Filed August 6, 1996
Reversed and Remanded
Parker, Judge

Kandiyohi County District Court
File No. K8-95-961

Hubert H. Humphrey III, Attorney General, Thomas R. Ragatz, Assistant Attorney General, 1400 NCL Tower, 445 Minnesota Street, St. Paul, MN 55101 (for respondent)

Boyd Beccue, Kandiyohi County Attorney, Jennifer Fischer, Assistant County Attorney, 316 Southwest Fourth Street, Willmar, MN 56201 (for respondent)

Robert D. Stoneburner, Stoneburner Law Office, 100 Washburne Avenue, Paynesville, MN 56362 (for appellant)

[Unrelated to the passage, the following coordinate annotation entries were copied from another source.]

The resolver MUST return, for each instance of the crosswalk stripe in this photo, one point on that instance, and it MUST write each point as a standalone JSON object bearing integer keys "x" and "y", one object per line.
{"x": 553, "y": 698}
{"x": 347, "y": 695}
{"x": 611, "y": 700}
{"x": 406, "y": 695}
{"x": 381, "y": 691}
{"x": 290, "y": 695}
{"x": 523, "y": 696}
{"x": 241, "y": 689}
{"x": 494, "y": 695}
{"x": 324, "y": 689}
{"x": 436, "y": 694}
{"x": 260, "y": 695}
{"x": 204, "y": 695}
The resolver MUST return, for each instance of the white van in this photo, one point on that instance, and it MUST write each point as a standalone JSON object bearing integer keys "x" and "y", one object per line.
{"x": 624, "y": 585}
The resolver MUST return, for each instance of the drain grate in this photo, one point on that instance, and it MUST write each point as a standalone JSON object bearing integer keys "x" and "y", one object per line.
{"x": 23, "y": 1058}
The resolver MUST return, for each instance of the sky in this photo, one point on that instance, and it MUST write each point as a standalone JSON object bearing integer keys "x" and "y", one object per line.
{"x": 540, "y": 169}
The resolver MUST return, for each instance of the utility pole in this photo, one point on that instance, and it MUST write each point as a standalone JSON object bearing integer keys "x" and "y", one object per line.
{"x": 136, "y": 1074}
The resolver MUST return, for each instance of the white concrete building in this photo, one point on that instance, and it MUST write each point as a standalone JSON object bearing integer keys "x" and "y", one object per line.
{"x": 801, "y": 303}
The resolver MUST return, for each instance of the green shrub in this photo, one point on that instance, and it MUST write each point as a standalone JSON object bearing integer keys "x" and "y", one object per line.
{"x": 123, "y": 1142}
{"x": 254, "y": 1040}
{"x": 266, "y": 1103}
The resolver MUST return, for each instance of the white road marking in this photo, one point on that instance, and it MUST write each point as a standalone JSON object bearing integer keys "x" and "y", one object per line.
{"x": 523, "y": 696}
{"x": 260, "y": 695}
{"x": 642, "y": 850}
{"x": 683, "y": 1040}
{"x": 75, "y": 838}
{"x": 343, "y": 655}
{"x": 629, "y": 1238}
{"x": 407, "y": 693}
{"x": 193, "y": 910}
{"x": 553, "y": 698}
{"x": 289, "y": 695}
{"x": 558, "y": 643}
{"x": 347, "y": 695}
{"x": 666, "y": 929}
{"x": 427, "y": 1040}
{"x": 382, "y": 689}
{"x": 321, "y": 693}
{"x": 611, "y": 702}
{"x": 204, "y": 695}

Considered and decided by Parker, Presiding Judge, Randall, Judge, and Schultz, Judge.*



Appellant Harlan Rohner was convicted, after a bench trial, of reckless driving, Minn. Stat. ' 169.13, subd. 1 (1994), and first-degree tampering with a witness, Minn. Stat. ' 609.498, subd. 1(f) (1994). Rohner appeals, arguing that his convictions should be reversed because he did not knowingly waive his (1) right to counsel, (2) right to a jury trial, (3) right to separate trials for separate offenses, and (4) right to testify in his own defense. In the alternative, Rohner argues that the evidence on the record was insufficient to prove beyond a reasonable doubt that he was guilty of the offenses charged and that the trial court erred by failing to make written findings of fact. We reverse and remand.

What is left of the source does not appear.